Fifth, I will explain the nature of colonialism and how internal colonialism allows colonialist structures to persist throughout history. My explanation will include a summary of the dynamics of colonial domination and how colonizer “myths” allow colonial domination to endure through white dissonance and dissociation from historical atrocities.
Finally, I will apply the concept of internal colonialism to the “urban ghetto.” I will explore how colonial ideologies and practices helped isolate Black Americans in economically disadvantaged areas. I will explore how these same colonial structures have endured in modernity and perpetuate racial inequality and the subordination of the internally colonized Black population.
[. . .]
This note has demonstrated that the urban ghetto has historically developed as a product of internal colonialism. The urban ghetto arose as a product of racism and a political economy that systematically marginalized African Americans into poor, crime-ridden locations. The creation of the urban ghetto gave rise to social and economic conditions that justified the “forced, involuntary entry” of police into Black spaces. Over time, colonial structures of domination were preserved through transformation; the logics of colonialism persisted, albeit under race-neutral or “color-blind” justifications. While masked through themes such as “law and order,” racialized notions of criminality have served as a justification for increased police militarization. Militarization permitted increased spatial control and external management of urban people, as police transformed into militarized occupiers focusing on the containment of Black communities rather than resolving the structural mechanisms of oppression that shape the urban ghetto.

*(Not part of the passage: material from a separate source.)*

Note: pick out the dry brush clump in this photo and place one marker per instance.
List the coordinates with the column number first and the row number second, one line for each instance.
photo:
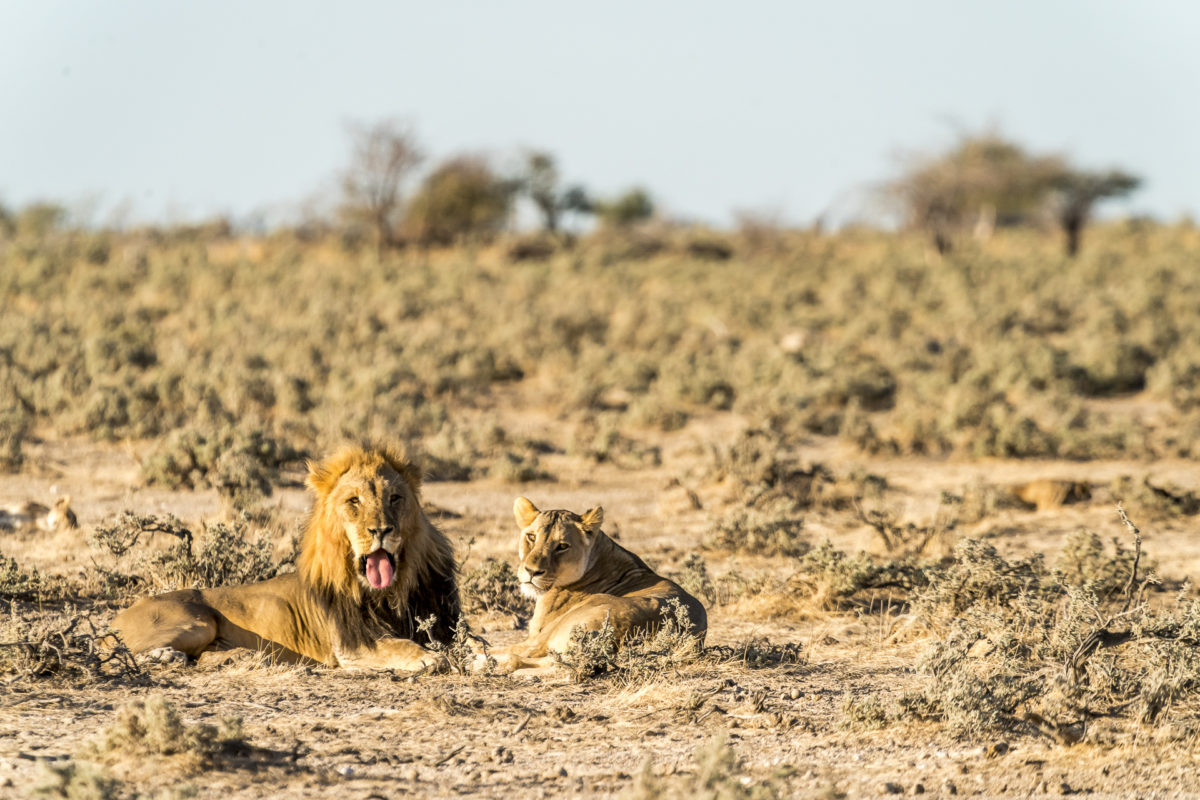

As American society has attempted to distance itself from a history of racial oppression and inhumanity, it demonstrates the very cognitive dissonance that perpetuates colonialism. It lies in the belief that we are somehow divorced from our past. America has not escaped our past; it is a product of it. Similarly, current racial unrest is not an anomaly; it is a manifestation of the tension that arises when America must square its belief that it is a post-racial society with the continued presence of racialized colonial structures and state violence against Black bodies. There is a burning in the melting pot, fueled by historical pursuits of American empire and the machinations of colonialist domination it perpetuates in modernity. The realization of American values of liberty and equality requires a confrontation of our nation's past and a willingness to change the oppressive structures of the present so that we may create a better, more equitable future.